Board Committees
DIRECTOR | POSITION | EXECUTIVE COMMITTEE | AUDIT COMMITTEE |
CORPORATE GOVERNANCE COMMITTEE |
BOARD RISK OVERSIGHT COMMITTEE |
RELATED PARTY TRANSACTION COMMITTEE |
---|---|---|---|---|---|---|
Lance Y. Gokongwei | Director | Member | ||||
Jericho P. Go | Director, President and CEO | Member | ||||
Kerwin Max S. Tan |
Director and Treasurer |
Member | Member | Member | Member | |
Artemio V. Panganiban | Independent Director | Chairman | Member | Member | Member | |
Wilfredo A. Paras | Independent Director | Member | Member | Chairman | Member | |
Cesar Luis F. Bate | Independent Director | Member | Chairman | Member | Chairman |
Note: Committee members approved during the Organizational Meeting of the Board of Directors of RL Commercial REIT, Inc. held on May 12, 2023.

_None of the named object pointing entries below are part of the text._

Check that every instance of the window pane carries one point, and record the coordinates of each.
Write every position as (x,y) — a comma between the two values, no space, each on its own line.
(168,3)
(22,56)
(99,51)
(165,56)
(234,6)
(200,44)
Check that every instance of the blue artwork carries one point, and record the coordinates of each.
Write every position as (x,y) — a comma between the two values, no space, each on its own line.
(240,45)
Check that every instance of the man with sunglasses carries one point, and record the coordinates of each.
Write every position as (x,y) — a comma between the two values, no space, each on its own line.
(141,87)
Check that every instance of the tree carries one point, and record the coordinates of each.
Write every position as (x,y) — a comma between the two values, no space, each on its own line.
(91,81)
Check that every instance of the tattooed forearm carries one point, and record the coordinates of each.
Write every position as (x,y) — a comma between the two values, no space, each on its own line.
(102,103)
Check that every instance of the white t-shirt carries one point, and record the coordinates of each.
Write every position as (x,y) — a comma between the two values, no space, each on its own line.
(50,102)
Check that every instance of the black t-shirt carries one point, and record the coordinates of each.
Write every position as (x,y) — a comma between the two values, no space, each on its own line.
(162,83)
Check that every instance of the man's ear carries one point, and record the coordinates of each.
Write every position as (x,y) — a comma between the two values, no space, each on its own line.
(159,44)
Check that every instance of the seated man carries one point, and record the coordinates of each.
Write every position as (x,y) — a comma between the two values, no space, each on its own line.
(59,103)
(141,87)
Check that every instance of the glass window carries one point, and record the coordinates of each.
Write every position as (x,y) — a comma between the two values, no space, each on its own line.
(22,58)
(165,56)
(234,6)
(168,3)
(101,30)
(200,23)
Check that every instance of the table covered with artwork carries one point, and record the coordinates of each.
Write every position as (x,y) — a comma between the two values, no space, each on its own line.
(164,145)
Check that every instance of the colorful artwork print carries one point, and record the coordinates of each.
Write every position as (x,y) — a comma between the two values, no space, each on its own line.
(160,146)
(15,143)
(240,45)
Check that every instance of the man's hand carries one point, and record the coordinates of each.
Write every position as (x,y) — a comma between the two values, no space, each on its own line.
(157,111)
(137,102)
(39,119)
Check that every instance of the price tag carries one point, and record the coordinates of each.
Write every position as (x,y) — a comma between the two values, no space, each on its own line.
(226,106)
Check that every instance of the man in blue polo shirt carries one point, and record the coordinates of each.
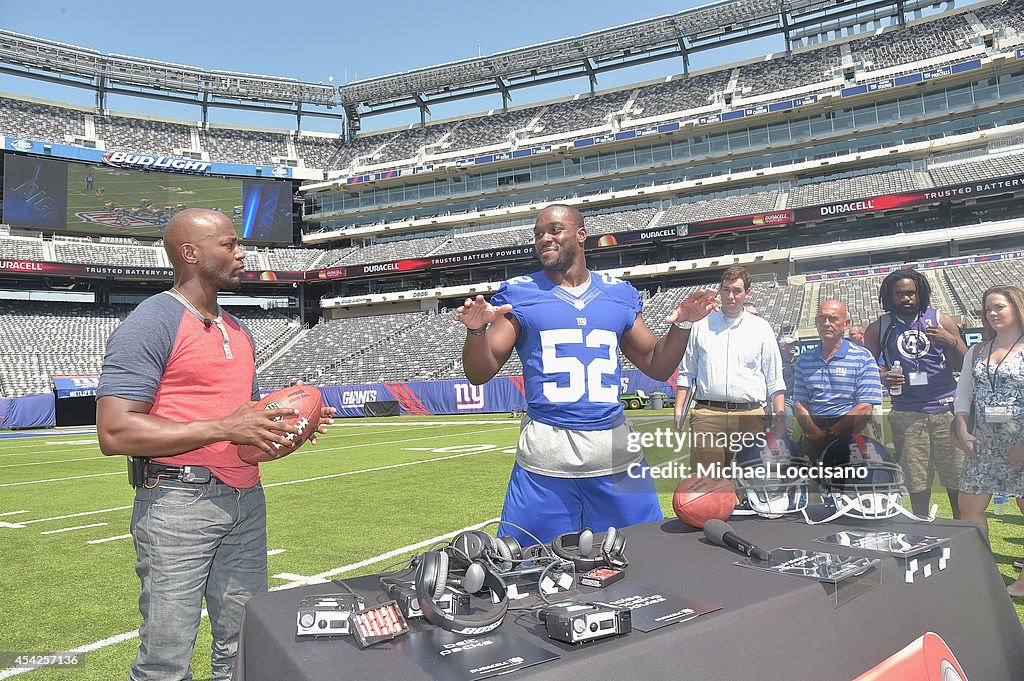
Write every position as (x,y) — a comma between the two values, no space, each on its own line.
(837,386)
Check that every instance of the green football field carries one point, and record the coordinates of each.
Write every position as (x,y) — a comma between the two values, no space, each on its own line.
(128,188)
(369,494)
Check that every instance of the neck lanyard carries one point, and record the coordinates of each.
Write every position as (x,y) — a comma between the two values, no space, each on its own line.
(993,377)
(217,321)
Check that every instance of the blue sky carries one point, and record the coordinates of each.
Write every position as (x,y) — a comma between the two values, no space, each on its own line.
(315,40)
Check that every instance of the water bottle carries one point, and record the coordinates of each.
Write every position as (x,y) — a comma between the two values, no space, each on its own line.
(999,504)
(896,369)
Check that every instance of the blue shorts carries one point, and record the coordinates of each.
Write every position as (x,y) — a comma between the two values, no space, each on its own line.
(548,506)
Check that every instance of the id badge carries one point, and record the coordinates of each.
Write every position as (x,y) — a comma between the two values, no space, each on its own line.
(996,415)
(916,378)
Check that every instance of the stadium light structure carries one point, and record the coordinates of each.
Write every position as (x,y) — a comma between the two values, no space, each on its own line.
(676,35)
(69,65)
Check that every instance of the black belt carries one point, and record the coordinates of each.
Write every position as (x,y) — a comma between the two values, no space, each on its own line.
(732,407)
(189,474)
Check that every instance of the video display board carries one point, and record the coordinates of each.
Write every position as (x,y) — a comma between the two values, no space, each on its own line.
(90,199)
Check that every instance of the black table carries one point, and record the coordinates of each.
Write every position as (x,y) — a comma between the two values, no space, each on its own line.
(770,626)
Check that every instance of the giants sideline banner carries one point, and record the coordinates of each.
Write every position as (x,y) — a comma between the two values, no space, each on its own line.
(499,395)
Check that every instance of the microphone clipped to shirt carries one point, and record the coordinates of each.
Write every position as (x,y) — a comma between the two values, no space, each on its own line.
(720,533)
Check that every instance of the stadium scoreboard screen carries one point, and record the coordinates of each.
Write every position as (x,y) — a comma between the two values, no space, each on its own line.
(45,194)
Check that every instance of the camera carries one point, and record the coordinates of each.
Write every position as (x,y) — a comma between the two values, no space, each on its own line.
(577,623)
(326,615)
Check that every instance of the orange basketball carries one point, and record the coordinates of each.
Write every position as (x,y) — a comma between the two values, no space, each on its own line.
(697,500)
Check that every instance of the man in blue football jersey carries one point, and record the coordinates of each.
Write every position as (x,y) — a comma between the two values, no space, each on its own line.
(568,325)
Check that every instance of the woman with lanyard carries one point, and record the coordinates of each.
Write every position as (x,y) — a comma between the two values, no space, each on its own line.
(993,380)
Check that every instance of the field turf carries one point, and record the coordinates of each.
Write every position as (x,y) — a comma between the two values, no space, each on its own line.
(363,499)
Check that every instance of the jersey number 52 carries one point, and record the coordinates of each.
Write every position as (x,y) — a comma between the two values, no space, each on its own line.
(584,379)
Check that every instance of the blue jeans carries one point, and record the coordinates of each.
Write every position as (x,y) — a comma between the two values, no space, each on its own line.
(195,541)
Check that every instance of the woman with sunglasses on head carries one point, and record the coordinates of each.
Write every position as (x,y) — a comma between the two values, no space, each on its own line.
(992,381)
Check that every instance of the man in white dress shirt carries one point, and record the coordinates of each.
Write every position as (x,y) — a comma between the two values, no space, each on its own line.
(733,367)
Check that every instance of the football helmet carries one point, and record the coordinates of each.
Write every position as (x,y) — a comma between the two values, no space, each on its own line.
(772,477)
(859,478)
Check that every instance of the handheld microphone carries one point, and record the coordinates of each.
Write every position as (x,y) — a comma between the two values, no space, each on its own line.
(720,533)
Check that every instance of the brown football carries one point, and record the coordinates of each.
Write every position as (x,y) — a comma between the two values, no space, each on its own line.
(307,400)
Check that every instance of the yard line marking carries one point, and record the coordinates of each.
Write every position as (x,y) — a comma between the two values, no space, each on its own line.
(317,450)
(68,529)
(271,484)
(322,578)
(108,539)
(59,461)
(378,468)
(59,479)
(321,450)
(65,517)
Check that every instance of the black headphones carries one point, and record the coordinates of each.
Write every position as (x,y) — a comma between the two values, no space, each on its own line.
(578,547)
(503,552)
(432,579)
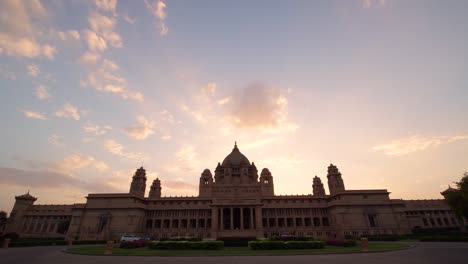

The Board Risk Oversight Committee oversees the establishment of Enterprise Risk Management (ERM) framework that will effectively identify, monitor, assess and manage key business risks. The risk management framework shall guide the Board in identifying units/business lines and enterprise-level risk exposures, as well as the effectiveness of risk management strategies. The Committee shall be responsible for defining the Company’s level of risk tolerance and providing oversight over its risk management policies and procedures to anticipate, minimize, control or manage risks or possible threats to its operational and financial viability.
The Audit Committee provides oversight over the Company’s financial reporting, Internal Control System, Internal and External Audit processes, and monitor compliance with applicable laws and regulations. The Committee shall ensure that systems and processes are put in place to provide assurance in areas including reporting, monitoring compliance with laws, regulations and internal policies, efficiency and effectiveness of business operations, and proper safeguarding and use of the Corporation’s resources and assets.
The Corporate Governance Committee oversees the development and implementation of Corporate Governance principles and policies. The Corporate Governance Committee shall recommend a formal framework on the nomination, remuneration and evaluation of the performance of the Directors and key Management Officers to ensure that this framework is consistent with the Corporation’s culture, strategies and the business environment.
The Related Party Transaction (RPT) Committee ensures that there is a group-wide policy and system governing Material Related Party Transactions (MRPTs), particularly those that breach the materiality threshold. The policy shall include the appropriate review and approval of MRPTs, which guarantee fairness and transparency of the transactions.